The originality and splendor of Pindar are most noticeable in the openings of his odes—the proemia, as they are technically called. It would appear that he possessed an inexhaustible storehouse of radiant imagery, from which to draw new thoughts for the commencement of his poems. In this region, which most poets find but barren, he displayed the fullest vigor and fertility of fancy. Sometimes, but rarely, the opening is simple, as in the second Olympian: "Hymns that rule the lyre! what god, what hero, what man shall we make famous?" Or the ninth Pythian: "I wish to proclaim, by help of the deep-girdled Graces, brazen-shielded Telesicrates, Pythian victor," etc. Rather more complex are the following: Nem. iv., "The joy of the feast is the best physician after toil; but songs, the wise daughters of the Muses, soothe the victor with their touch: warm water does not so refresh and supple weary limbs as praise attended by the lyre;" or again: Ol. xi., "There is a time when men have greatest need of winds; there is when heaven's showers of rain, children of the cloud, are sorest sought for. But if a man achieves a victory with toil, then sweet-voiced hymns arise as the beginning of future fame," etc., etc. But soon we pass into a more gorgeous region. "As when with golden columns reared beneath the well-walled palace-porch we build a splendid hall, so will I build my song. At the beginning of the work we must make the portal radiant."[119] Or again: "No carver of statues am I, to fashion figures stationary on their pedestal; but come, sweet song! on every argosy and skiff set forth from Ægina to proclaim that Pytheas, Lampon's son, by strength of might is victor in Nemean games, upon whose chin and cheek you see not yet the tender mother of the vine-flower, summer's bloom."[120] Or again: "Hallowed bloom of youth, herald of Aphrodite's ambrosial pleasures, who, resting on the eyelids of maidens and of boys, bearest one aloft with gentle hands of violence, but another rudely!"[121] Or once again, in a still grander style:
"Listen! for verily it is of beauty's queen, or of the Graces, that we turn the glebe, approaching the rocky centre of the deep-voiced earth: where for the blest Emmenidæ and stream-washed Acragas, yea, and for Zenocrates, is built a treasure-house of Pythian hymns in the golden Apollonian vale. This, no rain of winter, driving on the wings of wind the pitiless army of the rushing cloud, no hurricane shall toss, storm-lashed with pebbles of the uptorn beach, into the briny ocean caves; but in pure light its glorious face shall speak the victory that brings a common fame on thy sire, Thrasybulus, and thy race, remaining in the windings of Crissean valleys."[122]
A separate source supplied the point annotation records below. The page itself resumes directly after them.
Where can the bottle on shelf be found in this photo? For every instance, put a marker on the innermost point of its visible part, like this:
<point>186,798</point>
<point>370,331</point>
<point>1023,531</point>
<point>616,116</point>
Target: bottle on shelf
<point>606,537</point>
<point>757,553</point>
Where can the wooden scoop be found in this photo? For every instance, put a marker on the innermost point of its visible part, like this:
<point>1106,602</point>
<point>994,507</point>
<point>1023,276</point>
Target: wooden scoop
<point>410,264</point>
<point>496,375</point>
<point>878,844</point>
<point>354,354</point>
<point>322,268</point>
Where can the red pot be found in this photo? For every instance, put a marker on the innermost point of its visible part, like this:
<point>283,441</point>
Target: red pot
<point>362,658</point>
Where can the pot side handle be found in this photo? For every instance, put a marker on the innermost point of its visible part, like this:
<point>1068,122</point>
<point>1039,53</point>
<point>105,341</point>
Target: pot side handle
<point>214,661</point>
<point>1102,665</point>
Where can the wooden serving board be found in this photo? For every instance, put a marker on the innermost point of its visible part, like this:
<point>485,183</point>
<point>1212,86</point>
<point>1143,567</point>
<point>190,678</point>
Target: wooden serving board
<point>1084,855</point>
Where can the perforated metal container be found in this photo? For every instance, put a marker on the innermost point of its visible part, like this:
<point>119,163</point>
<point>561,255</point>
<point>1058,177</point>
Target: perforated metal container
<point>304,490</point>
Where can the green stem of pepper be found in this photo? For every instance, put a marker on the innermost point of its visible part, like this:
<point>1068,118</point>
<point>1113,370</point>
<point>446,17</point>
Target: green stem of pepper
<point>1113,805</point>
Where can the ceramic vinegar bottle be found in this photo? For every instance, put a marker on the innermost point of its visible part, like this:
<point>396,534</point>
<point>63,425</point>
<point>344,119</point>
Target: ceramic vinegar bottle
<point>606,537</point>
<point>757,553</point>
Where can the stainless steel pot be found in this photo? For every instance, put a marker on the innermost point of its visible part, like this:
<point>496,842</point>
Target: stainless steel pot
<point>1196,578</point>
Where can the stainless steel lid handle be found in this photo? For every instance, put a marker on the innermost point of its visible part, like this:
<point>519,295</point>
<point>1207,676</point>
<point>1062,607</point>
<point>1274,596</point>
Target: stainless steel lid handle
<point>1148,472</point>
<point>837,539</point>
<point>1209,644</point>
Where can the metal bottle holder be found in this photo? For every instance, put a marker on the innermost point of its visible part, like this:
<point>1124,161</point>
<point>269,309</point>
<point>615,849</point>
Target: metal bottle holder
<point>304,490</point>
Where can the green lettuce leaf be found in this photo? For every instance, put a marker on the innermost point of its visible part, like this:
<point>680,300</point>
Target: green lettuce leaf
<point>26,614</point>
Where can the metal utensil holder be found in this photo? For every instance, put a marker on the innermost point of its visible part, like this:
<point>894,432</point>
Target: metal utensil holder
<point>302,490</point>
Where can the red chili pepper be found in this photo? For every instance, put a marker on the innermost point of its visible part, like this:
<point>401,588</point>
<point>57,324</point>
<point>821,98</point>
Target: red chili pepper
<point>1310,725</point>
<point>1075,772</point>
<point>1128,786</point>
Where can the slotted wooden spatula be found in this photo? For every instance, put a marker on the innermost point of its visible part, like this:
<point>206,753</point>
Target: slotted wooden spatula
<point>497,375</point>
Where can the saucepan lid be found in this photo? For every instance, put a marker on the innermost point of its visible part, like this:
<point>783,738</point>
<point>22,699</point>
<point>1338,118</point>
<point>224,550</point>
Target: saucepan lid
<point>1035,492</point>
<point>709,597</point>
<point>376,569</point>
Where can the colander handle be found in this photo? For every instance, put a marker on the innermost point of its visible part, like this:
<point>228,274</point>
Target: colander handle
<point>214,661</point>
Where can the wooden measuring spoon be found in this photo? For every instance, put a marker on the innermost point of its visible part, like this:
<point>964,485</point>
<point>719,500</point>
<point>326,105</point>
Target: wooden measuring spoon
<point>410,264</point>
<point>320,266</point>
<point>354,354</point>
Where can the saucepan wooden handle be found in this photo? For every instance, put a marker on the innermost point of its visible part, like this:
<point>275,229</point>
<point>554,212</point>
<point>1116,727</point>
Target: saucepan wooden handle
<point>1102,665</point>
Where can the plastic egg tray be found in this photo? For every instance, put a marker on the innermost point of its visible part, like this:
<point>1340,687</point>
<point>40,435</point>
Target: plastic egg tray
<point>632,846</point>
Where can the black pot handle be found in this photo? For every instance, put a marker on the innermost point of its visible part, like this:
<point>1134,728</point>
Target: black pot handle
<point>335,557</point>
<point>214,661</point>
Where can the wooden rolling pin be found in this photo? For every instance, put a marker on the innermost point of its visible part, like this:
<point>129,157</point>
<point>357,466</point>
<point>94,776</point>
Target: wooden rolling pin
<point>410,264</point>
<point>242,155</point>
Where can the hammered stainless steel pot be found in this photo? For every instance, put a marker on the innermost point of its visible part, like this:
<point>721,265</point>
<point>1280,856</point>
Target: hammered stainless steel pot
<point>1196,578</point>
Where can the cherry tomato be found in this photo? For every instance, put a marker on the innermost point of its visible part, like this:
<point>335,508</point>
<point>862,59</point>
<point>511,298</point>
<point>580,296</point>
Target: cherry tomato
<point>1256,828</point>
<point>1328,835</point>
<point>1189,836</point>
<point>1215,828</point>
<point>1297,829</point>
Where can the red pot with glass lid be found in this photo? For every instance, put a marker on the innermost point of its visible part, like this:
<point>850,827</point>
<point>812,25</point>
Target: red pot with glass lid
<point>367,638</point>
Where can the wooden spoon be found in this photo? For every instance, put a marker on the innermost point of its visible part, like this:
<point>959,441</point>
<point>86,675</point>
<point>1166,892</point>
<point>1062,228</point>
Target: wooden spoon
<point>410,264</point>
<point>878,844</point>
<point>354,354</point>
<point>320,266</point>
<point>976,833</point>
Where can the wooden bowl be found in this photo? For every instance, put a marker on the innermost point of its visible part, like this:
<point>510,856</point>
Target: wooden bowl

We have already seen how Pindar compares his odes to arrows, to sun-soaring eagles, to flowers of the Muses, to wine in golden goblets, to water, to a shrine which no years will fret away. Another strange figure[123] may be quoted from the third Nemean (line 76): "I send to thee this honey mingled with white milk; the dew of their mingling hangs around the bowl, a draught of song, flowing through the Æolian breath of flutes." It will be perceived that to what is called confusion of metaphors Pindar shows a lordly indifference. Swift and sudden lustre, the luminousness of a meteor, marks this monarch of lyric song. He grasps an image, gives it a form of bronze, irradiates it with the fire of flame or down-poured sunlight.